No Shirts and Big Hair

Remember the TV show Cops?  Of course you do, probably still on some channel.

Catchy reggae opening song…sirens blaring.  And some guy getting arrested, cuffed….wearing no shirt.

Every…single…time. NO shirt.  All skinny, very pale (and all with a dangling cigarette).

Now if a slew of patrol cars drive up to my house to break up my meth lab, I will be wearing a shirt. Maybe two.

You just don’t need to see my naked tum.  I have places that most guys don’t have. No need to share THAT with you on national TV. Too much above the belt….

And elsewhere…

Oh…

My.

And then there are the women of Forensic Files. Forensic Files runs for about 20 hours a day on CNN Headline News.

And I watch them all. And every single woman, usually a murder victim, has big, big hair.

Also, probably related, all of these women have spent time in a BADASS bar.

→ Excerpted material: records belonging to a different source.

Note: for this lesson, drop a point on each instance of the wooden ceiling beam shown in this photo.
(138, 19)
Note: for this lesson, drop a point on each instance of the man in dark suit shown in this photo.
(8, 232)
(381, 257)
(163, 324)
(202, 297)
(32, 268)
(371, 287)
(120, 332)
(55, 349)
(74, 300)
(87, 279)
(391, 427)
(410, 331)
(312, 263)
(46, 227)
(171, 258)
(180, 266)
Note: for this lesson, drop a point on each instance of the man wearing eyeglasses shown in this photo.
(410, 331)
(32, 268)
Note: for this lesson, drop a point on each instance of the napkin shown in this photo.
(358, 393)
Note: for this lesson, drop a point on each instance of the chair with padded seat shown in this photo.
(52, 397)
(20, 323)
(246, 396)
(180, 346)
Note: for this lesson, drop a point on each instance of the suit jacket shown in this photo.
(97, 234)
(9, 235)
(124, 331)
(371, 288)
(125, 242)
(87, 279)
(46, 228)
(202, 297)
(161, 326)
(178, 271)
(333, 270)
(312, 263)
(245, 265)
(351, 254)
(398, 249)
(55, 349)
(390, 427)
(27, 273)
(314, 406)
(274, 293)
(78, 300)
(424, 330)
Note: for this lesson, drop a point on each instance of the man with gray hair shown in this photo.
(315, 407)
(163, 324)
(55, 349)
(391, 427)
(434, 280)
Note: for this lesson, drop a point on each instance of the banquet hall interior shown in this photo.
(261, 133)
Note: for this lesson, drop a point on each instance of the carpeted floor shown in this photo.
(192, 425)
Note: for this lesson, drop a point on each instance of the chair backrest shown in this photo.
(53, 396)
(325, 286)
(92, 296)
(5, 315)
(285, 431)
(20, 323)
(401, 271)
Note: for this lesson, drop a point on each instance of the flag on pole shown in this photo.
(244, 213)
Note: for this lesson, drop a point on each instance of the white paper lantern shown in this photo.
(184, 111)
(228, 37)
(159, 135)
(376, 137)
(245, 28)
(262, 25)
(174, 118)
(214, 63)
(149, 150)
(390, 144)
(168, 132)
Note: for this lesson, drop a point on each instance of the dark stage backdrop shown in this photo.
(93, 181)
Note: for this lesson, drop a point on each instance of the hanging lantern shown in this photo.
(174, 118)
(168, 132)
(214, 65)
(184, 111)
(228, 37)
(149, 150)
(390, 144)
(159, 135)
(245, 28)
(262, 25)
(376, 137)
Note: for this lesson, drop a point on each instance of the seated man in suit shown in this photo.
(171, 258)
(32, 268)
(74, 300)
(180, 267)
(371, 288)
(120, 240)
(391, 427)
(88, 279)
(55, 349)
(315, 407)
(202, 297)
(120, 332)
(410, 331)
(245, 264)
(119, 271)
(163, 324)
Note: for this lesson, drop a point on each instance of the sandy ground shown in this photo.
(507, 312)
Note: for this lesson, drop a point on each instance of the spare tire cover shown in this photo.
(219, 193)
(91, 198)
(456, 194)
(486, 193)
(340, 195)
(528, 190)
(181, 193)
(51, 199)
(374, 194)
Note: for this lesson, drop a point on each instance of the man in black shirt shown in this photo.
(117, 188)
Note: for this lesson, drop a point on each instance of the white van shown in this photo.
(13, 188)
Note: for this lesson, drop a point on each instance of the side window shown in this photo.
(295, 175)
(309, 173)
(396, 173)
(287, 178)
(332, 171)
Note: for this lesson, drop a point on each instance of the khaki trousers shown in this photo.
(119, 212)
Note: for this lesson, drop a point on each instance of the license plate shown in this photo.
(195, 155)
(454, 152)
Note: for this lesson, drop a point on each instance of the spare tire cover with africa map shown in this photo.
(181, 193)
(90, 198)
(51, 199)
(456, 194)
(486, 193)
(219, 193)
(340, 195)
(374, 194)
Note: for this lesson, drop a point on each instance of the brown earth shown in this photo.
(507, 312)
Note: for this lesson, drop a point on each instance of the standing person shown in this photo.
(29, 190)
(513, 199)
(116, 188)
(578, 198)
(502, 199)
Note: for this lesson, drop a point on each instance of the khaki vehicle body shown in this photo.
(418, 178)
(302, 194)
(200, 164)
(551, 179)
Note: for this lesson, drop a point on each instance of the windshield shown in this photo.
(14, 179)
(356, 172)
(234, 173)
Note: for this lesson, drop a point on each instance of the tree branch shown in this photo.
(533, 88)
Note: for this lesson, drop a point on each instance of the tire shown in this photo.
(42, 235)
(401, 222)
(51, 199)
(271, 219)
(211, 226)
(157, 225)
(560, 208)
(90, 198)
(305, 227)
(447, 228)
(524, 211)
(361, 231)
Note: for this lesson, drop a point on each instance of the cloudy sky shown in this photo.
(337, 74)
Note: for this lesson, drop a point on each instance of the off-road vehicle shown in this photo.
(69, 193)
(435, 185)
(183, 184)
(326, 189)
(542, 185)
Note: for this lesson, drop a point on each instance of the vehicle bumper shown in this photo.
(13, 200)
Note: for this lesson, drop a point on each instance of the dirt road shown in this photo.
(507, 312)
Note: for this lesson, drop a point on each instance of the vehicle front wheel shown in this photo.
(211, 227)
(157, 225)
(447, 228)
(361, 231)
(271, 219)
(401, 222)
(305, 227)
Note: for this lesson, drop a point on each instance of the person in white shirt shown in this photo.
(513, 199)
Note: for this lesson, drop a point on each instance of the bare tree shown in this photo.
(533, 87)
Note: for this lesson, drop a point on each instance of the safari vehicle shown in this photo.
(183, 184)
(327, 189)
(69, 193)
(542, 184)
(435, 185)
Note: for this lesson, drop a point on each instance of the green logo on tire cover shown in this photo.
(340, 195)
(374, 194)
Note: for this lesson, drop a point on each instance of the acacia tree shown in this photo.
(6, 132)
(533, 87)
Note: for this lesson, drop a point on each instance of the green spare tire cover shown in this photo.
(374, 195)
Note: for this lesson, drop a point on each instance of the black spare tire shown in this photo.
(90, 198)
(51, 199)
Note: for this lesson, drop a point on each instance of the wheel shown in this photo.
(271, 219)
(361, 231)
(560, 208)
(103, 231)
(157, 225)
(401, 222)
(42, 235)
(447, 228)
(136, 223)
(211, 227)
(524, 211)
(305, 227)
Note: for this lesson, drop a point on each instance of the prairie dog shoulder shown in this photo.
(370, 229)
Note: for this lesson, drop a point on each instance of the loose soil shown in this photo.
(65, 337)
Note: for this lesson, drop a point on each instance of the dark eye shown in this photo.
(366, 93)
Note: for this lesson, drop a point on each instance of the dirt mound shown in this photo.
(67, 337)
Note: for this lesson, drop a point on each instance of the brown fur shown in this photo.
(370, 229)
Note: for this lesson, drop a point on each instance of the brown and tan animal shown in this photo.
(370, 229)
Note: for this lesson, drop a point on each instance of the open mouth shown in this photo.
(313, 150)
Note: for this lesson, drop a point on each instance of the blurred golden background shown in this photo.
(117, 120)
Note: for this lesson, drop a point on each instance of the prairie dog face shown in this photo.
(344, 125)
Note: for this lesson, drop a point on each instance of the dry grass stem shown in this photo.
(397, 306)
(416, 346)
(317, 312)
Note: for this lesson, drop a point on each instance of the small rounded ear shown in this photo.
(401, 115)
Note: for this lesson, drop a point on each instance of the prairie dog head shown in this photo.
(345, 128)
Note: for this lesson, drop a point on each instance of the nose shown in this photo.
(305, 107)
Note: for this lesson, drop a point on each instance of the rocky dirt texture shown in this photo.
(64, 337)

So, BIGHAIRS meet BADASSES for lots of sloppy booze, followed by imminent, gruesome demise?

Seems that way.

I mean who needs a scientist in a white lab coat scraping DNA? Such taxpayer expense!

Just go to the BADASS bar!  Ask 2, 3 questions, case solved!

And you would not need a half hour show. Big Hair death and dismemberment solved in 15 minutes.

So finally, what happens when Big Hair Gal meets no shirt guy?

You really need to ask?

For all you big hair mommas reading this (perhaps two) I apologize for your upcoming gruesome end.

But hear me. That BADASS bar you are pulling into?

Tonight, try Taco Bell instead. And wear a shirt. Trust me.